If we want documentaries to get better, we need to stop giving them a free pass

Thursday July 25th 2013


You might remember a little over a month ago when I returned from Sheffield Doc/Fest and wrote this piece arguing that documentary filmmaking was in a bit of a rut. Well, along with everything else I write here, that piece was eventually indexed on Rotten Tomatoes, at which point I was surprised to discover that a lot of the films I’d maligned (specifically Pussy Riot: A Punk Prayer and Blackfish) were in possession of dazzlingly high Tomatometer scores.

There were two possible explanations: either I was being unnecessarily harsh on these films, or the ‘critical fraternity’ was being uncharacteristically forgiving of documentary itself. Earlier this week I watched the 2008 festival hit Dear Zachary: A Letter to a Son About His Father and got my answer.

The film’s a horribly made, morally hysterical and frustratingly simplistic true-crime story, told in the form of a letter from director Kurt Kuenne (pictured above holding an award that cannot possibly be for filmmaking) to the son of his deceased best friend Andrew. Like so many in-the-right-place-at-the-right-time documentaries, it’s a fascinating story ineptly told. Or at least thats’s what I — and the tiny handful of critics who didn’t help bolster its 94% Tomatometer score — think.

Skim through a few of those glowing appraisals and you’ll find that many barely mention the film, instead describing at length the particulars of its emotive subject matter.

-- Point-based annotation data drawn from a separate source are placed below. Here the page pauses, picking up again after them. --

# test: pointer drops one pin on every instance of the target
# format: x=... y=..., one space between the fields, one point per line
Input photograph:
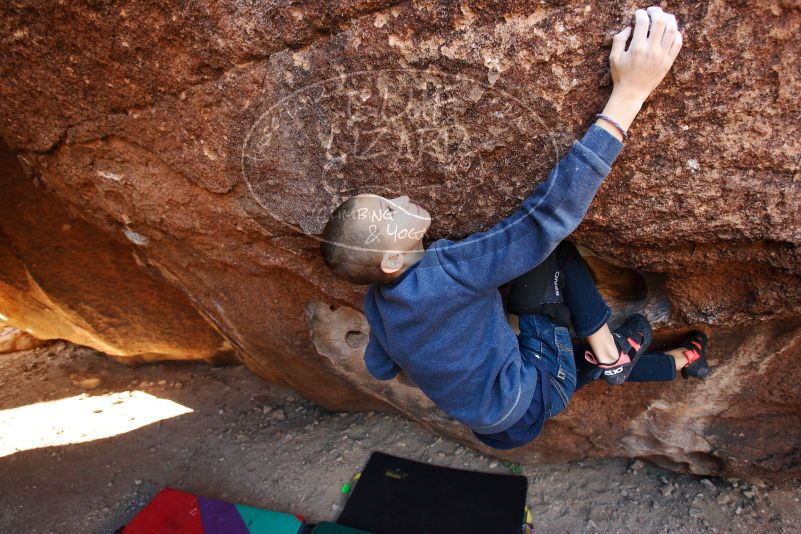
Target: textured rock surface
x=13 y=339
x=198 y=150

Where documentaries are concerned, this seems to be common practice among critics — the logic presumably being that a fascinating story ineptly told is still a fascinating story. Similar concessions are not made for fiction filmmaking: try as I might, I can’t remember any of Tony Scott’s films getting a pass on the basis that runaway trains are undeniably dramatic.

I figured it would be a worthwhile exercise to take a more scientific look at the critical response afforded to documentaries, and chose as my test sample the Tomatometer scores of the 32 docs released theatrically in the UK since January. The results are pretty damning:

Film RT Score
McCullin 100%
Jiro Dreams of Sushi 99%
The Punk Syndrome 100%
Mea Maxima Culpa: Silence in the House of God 98%
Side by Side 95%
Fire in the Blood 100%
The Road: A Story of Life and Death 83%
Caesar Must Die 91%
Trashed 87%
Babeldom 83%
Michael H. Profession: Director 100%
The Spirit of ’45 68%
Reincarnated 30%
We Went To War 100%
First Position 94%
Fuck for Forest 50%
Chimpanzee 74%
Village at the End of the World 100%
Beware of Mr. Baker 98%
The Stone Roses: Made of Stone 70%
Fire in the Night 100%
I Am Breathing 100%
The Act of Killing 98%
The Battle of the Sexes 88%
Stories We Tell 95%
Venus and Serena 76%
Pussy Riot: A Punk Prayer 77%
Les Invisibles  100%
The Moo Man 79%
We Steal Secrets: The Story of Wikileaks 95%
Springsteen & I 90%
Blackfish 97%
AVERAGE 88%

That Snoop Dogg documentary must have been really, really awful.